L. MUHR1, S.A. TARAWALI2,3, M. PETERS4 and R. SCHULTZE-KRAFT1
1University of Hohenheim, Stuttgart, Germany
2International Livestock Research Institute (ILRI), Ibadan, Nigeria
3International Institute for Tropical Agriculture (IITA), Ibadan, Nigeria
4Centro Internacional de Agricultura Tropical (CIAT), Cali, Colombia
A short-term improved fallow system based on forage legumes for enhancing crop and livestock components of mixed farming systems was tested in the subhumid zone of West Africa. As part of the evaluation, the ability of 11 legume species (Centrosema macrocarpum, C. pubescens, Stylosanthes guianensis, Pueraria phaseoloides, Mucuna pruriens, Zornia glabra, Dioclea guianensis, Arachis pintoi, Aeschynomene histrix, Calopogonium caeruleum, Flemingia macrophylla) to accumulate biomass and nitrogen after dry season harvest of herbage was assessed at 2 sites in south-west Nigeria. Litter bags were subsequently used to study the potential nutrient contribution to maize from decomposing green manure for 6 of the 11 species in comparison with natural fallow vegetation.

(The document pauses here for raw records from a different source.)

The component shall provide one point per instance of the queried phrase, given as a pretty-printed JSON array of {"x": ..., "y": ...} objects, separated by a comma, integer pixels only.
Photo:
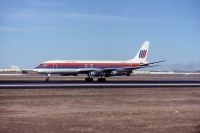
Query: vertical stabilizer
[{"x": 141, "y": 56}]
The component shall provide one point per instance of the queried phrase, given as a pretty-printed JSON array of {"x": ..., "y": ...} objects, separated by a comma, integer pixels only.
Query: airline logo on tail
[{"x": 142, "y": 53}]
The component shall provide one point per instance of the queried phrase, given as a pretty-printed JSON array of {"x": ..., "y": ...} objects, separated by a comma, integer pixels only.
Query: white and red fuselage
[{"x": 97, "y": 68}]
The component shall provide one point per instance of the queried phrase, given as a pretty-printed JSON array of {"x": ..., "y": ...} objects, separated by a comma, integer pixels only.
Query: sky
[{"x": 32, "y": 31}]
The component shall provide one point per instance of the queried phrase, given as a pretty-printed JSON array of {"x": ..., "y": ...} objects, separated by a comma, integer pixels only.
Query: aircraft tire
[
  {"x": 88, "y": 79},
  {"x": 101, "y": 79}
]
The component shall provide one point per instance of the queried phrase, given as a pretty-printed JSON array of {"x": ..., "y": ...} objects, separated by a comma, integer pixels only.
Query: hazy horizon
[{"x": 39, "y": 30}]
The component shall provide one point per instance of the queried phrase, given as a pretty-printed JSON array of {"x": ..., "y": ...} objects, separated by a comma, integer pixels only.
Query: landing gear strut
[
  {"x": 48, "y": 77},
  {"x": 88, "y": 79},
  {"x": 101, "y": 79}
]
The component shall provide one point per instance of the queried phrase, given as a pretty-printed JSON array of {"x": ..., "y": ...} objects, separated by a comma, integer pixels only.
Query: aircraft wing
[{"x": 124, "y": 69}]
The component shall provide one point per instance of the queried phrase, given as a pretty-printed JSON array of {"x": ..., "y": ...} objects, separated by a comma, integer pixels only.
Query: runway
[
  {"x": 29, "y": 81},
  {"x": 99, "y": 85}
]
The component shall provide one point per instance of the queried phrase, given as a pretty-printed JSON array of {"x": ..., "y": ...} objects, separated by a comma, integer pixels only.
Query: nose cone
[{"x": 36, "y": 69}]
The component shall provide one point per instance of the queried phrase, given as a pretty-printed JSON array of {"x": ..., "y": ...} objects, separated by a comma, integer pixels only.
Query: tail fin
[{"x": 142, "y": 54}]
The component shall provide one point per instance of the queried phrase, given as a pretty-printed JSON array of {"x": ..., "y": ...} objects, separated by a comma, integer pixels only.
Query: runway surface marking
[{"x": 67, "y": 85}]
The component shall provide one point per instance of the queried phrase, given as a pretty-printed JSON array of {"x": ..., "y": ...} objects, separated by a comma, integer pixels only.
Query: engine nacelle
[
  {"x": 118, "y": 73},
  {"x": 96, "y": 74}
]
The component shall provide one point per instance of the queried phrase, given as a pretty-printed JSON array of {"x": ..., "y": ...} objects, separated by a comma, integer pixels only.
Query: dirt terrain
[{"x": 138, "y": 110}]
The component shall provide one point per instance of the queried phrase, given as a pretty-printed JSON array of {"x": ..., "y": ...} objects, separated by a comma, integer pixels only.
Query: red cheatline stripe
[{"x": 92, "y": 64}]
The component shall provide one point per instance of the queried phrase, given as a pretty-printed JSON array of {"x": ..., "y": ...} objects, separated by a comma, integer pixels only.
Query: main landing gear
[
  {"x": 89, "y": 79},
  {"x": 48, "y": 77}
]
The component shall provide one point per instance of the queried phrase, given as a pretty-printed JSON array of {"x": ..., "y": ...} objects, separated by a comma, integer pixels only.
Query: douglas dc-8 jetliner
[{"x": 100, "y": 69}]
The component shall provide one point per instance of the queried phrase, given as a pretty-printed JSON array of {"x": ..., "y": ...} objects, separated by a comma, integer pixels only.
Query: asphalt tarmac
[{"x": 30, "y": 81}]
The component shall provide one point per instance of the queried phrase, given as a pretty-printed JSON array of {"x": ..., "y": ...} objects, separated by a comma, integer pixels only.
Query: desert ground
[{"x": 113, "y": 110}]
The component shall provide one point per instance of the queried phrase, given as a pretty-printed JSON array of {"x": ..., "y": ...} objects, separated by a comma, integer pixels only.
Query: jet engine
[{"x": 119, "y": 73}]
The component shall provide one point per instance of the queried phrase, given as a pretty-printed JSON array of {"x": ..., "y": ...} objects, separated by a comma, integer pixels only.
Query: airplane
[{"x": 100, "y": 69}]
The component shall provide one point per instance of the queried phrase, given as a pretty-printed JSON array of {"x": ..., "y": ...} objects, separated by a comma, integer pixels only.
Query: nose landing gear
[{"x": 48, "y": 77}]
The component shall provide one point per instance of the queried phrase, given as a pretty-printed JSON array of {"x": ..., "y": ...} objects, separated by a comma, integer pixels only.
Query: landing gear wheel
[
  {"x": 101, "y": 79},
  {"x": 88, "y": 79},
  {"x": 48, "y": 78}
]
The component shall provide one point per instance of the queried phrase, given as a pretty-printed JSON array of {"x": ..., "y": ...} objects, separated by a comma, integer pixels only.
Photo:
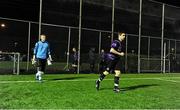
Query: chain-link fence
[{"x": 60, "y": 24}]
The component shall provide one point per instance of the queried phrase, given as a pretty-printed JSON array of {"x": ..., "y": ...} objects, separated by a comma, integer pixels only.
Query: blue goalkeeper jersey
[{"x": 42, "y": 50}]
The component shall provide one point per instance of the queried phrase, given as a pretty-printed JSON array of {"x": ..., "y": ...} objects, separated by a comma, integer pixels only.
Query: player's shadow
[
  {"x": 137, "y": 87},
  {"x": 130, "y": 88},
  {"x": 65, "y": 78}
]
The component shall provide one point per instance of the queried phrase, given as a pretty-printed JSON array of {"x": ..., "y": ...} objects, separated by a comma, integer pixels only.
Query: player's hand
[
  {"x": 50, "y": 58},
  {"x": 33, "y": 61},
  {"x": 121, "y": 54}
]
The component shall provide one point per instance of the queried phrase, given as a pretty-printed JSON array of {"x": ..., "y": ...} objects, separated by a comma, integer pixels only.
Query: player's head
[
  {"x": 121, "y": 36},
  {"x": 43, "y": 37},
  {"x": 102, "y": 50},
  {"x": 74, "y": 49}
]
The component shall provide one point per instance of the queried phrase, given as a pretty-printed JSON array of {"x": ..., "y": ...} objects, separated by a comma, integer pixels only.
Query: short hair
[
  {"x": 43, "y": 35},
  {"x": 120, "y": 33}
]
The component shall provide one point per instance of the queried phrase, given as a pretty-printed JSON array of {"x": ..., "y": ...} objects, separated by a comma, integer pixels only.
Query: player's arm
[
  {"x": 112, "y": 50},
  {"x": 49, "y": 53},
  {"x": 35, "y": 51}
]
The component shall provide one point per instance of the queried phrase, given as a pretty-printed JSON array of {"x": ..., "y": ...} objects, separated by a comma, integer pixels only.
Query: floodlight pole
[
  {"x": 113, "y": 8},
  {"x": 68, "y": 52},
  {"x": 79, "y": 42},
  {"x": 139, "y": 43},
  {"x": 29, "y": 40},
  {"x": 162, "y": 36},
  {"x": 40, "y": 18}
]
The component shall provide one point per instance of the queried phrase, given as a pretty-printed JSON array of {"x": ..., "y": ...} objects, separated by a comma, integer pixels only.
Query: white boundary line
[{"x": 155, "y": 78}]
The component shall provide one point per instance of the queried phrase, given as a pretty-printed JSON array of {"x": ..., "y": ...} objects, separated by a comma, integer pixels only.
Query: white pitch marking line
[
  {"x": 30, "y": 81},
  {"x": 168, "y": 80}
]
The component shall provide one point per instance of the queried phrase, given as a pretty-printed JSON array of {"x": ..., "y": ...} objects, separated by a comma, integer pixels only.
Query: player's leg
[
  {"x": 74, "y": 65},
  {"x": 38, "y": 69},
  {"x": 117, "y": 77},
  {"x": 42, "y": 68},
  {"x": 103, "y": 74}
]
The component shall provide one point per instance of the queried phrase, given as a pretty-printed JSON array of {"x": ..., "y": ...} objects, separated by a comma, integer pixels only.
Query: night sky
[{"x": 29, "y": 9}]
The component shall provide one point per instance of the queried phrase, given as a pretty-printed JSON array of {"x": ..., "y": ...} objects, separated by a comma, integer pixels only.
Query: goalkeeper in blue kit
[
  {"x": 41, "y": 55},
  {"x": 113, "y": 62}
]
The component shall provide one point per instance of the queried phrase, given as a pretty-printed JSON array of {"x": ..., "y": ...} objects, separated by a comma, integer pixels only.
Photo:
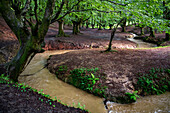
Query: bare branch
[
  {"x": 115, "y": 3},
  {"x": 55, "y": 19},
  {"x": 24, "y": 9},
  {"x": 59, "y": 11}
]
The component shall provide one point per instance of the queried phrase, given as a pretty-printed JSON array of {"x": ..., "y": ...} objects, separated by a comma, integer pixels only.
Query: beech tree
[{"x": 17, "y": 14}]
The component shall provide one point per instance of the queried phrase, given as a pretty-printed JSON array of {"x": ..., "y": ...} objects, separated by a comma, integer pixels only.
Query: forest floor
[{"x": 120, "y": 68}]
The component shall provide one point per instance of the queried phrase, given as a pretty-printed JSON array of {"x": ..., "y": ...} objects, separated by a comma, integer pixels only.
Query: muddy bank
[
  {"x": 14, "y": 100},
  {"x": 119, "y": 68}
]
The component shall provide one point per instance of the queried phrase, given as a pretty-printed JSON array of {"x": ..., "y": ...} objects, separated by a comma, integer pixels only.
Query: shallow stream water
[{"x": 38, "y": 76}]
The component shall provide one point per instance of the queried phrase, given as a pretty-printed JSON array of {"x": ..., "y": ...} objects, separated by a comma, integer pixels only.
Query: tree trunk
[
  {"x": 152, "y": 32},
  {"x": 110, "y": 26},
  {"x": 123, "y": 25},
  {"x": 60, "y": 30},
  {"x": 112, "y": 36},
  {"x": 100, "y": 27},
  {"x": 92, "y": 26},
  {"x": 141, "y": 30},
  {"x": 18, "y": 63},
  {"x": 75, "y": 28},
  {"x": 166, "y": 15},
  {"x": 30, "y": 43}
]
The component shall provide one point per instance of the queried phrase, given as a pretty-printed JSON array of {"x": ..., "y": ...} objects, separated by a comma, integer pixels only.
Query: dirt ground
[
  {"x": 13, "y": 100},
  {"x": 120, "y": 67}
]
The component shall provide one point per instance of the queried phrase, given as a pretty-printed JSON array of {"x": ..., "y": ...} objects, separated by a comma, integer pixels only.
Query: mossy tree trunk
[
  {"x": 152, "y": 32},
  {"x": 92, "y": 26},
  {"x": 123, "y": 25},
  {"x": 76, "y": 29},
  {"x": 30, "y": 43},
  {"x": 100, "y": 26},
  {"x": 87, "y": 24},
  {"x": 141, "y": 30},
  {"x": 110, "y": 26},
  {"x": 61, "y": 29},
  {"x": 166, "y": 15},
  {"x": 112, "y": 35}
]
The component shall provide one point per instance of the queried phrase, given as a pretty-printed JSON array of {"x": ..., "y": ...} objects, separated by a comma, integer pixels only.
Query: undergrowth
[
  {"x": 83, "y": 78},
  {"x": 157, "y": 81},
  {"x": 43, "y": 97}
]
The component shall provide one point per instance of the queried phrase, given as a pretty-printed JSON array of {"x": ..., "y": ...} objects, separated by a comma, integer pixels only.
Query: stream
[{"x": 38, "y": 76}]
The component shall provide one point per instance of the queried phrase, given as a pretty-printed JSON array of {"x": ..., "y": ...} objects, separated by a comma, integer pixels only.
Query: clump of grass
[
  {"x": 83, "y": 78},
  {"x": 157, "y": 81},
  {"x": 86, "y": 79},
  {"x": 25, "y": 88},
  {"x": 131, "y": 97}
]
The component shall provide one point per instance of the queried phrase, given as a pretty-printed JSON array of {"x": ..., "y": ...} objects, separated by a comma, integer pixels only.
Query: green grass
[
  {"x": 157, "y": 81},
  {"x": 25, "y": 88}
]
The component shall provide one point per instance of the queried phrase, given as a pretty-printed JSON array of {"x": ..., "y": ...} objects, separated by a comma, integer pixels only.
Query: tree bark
[
  {"x": 112, "y": 36},
  {"x": 166, "y": 15},
  {"x": 110, "y": 26},
  {"x": 92, "y": 26},
  {"x": 123, "y": 25},
  {"x": 76, "y": 29},
  {"x": 152, "y": 32},
  {"x": 30, "y": 43},
  {"x": 141, "y": 30},
  {"x": 60, "y": 30}
]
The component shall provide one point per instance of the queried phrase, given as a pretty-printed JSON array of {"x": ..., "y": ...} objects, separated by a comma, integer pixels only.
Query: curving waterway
[{"x": 38, "y": 76}]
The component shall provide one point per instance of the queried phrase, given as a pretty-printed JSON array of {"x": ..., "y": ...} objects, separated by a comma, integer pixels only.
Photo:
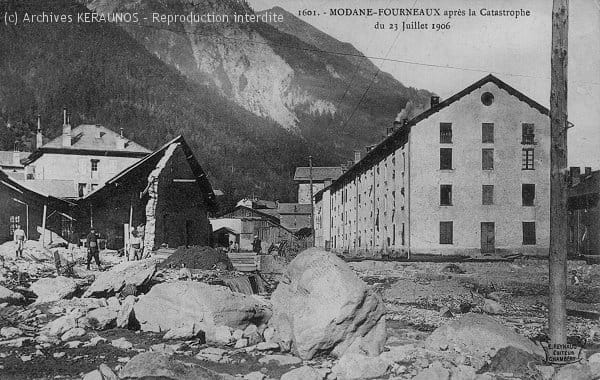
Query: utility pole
[
  {"x": 312, "y": 202},
  {"x": 557, "y": 318}
]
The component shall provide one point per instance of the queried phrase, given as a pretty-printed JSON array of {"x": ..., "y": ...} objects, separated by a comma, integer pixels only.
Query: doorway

Accumulation of green manure biomass and nitrogen was related to the regeneration potential of the legumes in the absence of rainfall and their apparent ability to fix atmospheric nitrogen. Following 4-month regrowth after a dry season harvest, F. macrophylla yielded the highest amounts of green manure dry matter (4.0–5.7 t/ha) and nitrogen (102–144 kg/ha N) at the 2 sites, followed by P. phaseoloides, C. pubescens and the other species. Decomposition of green manure was governed by initial concentrations of cellulose, hemicellulose, lignin, lignin:nitrogen ratio and amounts of green manure incorporated, with nitrogen disappearing more slowly than dry matter. Highest loss rates were observed for potassium followed by phosphorus and nitrogen. Half-life values for undecomposed residue dry matter were in the range of 2–8 weeks. Nitrogen release after 3 months ranged between 26–88 kg/ha N and 19–52 kg/ha N at the 2 sites. The tested green manures can contribute significantly to subsequent crops as well as to the mineralisable nitrogen pool of the soil. Rapid decay rates of dry matter and nutrients indicate the need to synchronise nutrient release from green manure residues with crop requirements.